We have no such case as that here. Prior to the adoption of chapter 185, Laws of 1926 (Hemingway's 1927 Code, sections 6087 to 6089, inclusive), the sale value of forfeited tax lands owned by the state, when sold at more than one dollar and twenty-five cents per acre, was appraised and fixed by the Governor and the land commissioner, as provided by sections 2912 and 2916, Code 1906 (Hemingway's 1927 Code, sections 6080, 6084). Under section 2 of chapter 185, Laws of 1926 (Hemingway's 1927 Code, sections 6087 to 6089), lieu patents were authorized to be issued to the purchasers of urban forfeited tax lands held by the state whose patents were void, at a valuation appraised and fixed by the Governor, the attorney-general, and the land commissioner.

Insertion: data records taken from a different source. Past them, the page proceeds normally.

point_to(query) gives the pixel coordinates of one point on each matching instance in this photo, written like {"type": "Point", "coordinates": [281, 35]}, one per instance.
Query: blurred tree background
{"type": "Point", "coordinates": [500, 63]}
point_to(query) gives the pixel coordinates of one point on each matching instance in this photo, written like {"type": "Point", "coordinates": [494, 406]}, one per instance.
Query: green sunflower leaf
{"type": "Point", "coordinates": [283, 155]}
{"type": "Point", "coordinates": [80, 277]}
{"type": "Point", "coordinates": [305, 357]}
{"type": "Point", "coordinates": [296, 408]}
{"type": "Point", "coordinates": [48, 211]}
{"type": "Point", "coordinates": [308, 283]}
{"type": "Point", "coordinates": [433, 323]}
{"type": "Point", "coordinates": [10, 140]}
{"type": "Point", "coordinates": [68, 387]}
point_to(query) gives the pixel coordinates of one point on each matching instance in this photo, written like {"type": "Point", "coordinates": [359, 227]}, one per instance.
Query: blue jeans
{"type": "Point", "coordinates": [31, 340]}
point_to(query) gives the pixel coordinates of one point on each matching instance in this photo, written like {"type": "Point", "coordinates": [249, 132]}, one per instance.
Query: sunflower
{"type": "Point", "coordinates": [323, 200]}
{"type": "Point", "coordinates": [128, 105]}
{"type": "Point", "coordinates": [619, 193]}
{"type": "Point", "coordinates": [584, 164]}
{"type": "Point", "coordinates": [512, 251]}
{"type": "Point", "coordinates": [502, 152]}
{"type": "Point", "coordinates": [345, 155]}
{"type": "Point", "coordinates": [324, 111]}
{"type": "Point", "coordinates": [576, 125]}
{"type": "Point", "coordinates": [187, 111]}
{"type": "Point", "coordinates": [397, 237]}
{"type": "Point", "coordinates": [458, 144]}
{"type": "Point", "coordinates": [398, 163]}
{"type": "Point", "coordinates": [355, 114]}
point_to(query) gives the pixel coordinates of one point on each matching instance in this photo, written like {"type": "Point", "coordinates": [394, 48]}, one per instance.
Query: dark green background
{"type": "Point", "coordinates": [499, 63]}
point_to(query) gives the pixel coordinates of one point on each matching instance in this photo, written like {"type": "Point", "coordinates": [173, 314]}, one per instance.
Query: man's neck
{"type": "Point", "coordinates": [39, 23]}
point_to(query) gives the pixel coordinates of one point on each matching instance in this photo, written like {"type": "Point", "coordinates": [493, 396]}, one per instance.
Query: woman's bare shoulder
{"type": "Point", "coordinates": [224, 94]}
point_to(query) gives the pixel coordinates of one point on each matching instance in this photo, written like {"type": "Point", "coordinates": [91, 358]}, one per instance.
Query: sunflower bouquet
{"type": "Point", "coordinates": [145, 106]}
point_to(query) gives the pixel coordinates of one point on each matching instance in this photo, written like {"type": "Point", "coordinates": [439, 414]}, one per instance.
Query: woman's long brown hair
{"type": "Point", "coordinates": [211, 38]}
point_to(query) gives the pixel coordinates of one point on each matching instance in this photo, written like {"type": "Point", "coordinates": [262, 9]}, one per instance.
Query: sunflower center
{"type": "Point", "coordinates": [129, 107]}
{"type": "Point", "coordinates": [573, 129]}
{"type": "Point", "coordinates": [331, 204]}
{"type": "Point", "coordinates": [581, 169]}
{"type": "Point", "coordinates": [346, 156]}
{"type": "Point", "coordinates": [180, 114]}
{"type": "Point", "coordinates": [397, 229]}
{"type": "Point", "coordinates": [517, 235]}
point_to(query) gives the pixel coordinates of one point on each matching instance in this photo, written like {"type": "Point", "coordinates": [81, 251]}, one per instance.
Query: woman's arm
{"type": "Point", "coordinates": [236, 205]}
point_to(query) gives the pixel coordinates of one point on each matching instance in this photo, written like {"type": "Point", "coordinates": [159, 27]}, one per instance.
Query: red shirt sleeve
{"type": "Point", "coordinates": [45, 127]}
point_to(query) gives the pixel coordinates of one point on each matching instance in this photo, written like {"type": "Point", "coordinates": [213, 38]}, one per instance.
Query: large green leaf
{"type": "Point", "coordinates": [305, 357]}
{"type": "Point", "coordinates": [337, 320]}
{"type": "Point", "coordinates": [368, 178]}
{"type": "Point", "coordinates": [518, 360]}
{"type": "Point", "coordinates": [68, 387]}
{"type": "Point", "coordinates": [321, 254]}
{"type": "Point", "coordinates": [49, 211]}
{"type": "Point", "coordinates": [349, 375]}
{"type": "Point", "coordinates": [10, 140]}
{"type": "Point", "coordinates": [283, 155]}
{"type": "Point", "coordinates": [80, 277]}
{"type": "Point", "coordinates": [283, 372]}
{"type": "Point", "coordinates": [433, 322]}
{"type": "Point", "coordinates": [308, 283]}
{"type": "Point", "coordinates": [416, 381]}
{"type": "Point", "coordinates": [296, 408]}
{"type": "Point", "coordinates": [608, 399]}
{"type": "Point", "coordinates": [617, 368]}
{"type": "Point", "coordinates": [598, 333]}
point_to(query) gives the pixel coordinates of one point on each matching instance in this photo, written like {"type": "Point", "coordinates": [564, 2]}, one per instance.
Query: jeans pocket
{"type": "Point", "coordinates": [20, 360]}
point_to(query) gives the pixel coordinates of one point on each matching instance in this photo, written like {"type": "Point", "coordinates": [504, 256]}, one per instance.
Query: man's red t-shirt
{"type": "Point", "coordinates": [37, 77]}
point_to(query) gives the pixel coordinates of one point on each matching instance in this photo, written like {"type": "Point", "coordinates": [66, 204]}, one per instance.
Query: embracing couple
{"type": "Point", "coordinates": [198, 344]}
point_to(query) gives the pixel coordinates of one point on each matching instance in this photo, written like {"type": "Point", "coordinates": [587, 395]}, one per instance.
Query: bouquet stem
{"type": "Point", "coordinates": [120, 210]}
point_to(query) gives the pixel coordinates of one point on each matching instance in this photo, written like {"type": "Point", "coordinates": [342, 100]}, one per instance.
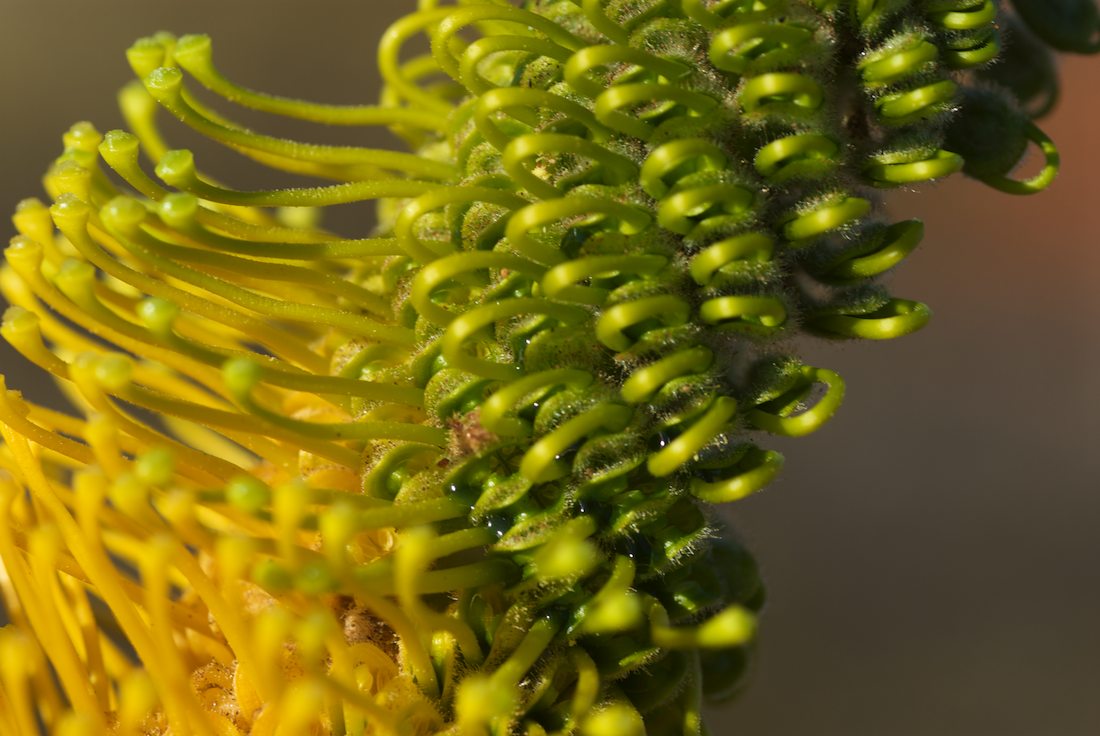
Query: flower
{"type": "Point", "coordinates": [454, 478]}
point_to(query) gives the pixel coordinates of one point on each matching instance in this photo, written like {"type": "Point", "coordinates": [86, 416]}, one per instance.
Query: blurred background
{"type": "Point", "coordinates": [933, 555]}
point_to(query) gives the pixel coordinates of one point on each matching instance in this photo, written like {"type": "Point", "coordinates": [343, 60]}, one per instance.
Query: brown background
{"type": "Point", "coordinates": [932, 555]}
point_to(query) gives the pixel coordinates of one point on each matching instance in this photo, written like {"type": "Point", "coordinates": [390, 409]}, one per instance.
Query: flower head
{"type": "Point", "coordinates": [455, 475]}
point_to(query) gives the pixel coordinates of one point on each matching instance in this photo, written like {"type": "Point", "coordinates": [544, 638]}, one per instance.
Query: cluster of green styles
{"type": "Point", "coordinates": [459, 475]}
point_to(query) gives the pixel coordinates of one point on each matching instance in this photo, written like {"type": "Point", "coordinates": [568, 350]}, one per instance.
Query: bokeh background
{"type": "Point", "coordinates": [933, 555]}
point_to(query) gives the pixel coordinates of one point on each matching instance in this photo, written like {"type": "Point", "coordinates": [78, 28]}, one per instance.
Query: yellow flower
{"type": "Point", "coordinates": [453, 476]}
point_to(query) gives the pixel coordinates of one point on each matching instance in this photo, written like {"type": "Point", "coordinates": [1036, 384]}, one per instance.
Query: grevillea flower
{"type": "Point", "coordinates": [455, 476]}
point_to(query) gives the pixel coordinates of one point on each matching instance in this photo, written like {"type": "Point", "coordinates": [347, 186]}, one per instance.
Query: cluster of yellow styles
{"type": "Point", "coordinates": [454, 478]}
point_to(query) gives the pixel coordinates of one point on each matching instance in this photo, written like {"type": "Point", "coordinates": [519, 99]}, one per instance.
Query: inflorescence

Appelleee's patent, issued on June 4, 1926, recites, among other things, that it was issued in lieu of a previous patent to appellee, and that all legal requirements had been complied with in its issuance. If that recital in the patent be true, it means that the Governor, the attorney-general, and the land commissioner, in good faith, appraised and fixed the value of these lots for sale. Appellee is entitled to the benefit of the presumption that the Governor, the attorney-general, and the land commissioner faithfully performed their official duties in fixing the sale value of the lots. Such presumption, if not conclusive, is at least prima facie true. Jackson County v. Neville,131 Miss. 599, 95 So. 626. Appellant did not undertake to overturn that presumption. No evidence was offered to show bad faith on the part of the Governor, the attorney-general, and the land commissioner in the performance of their duties in appraising and fixing the value of the lots, and the execution of the patent to appellee.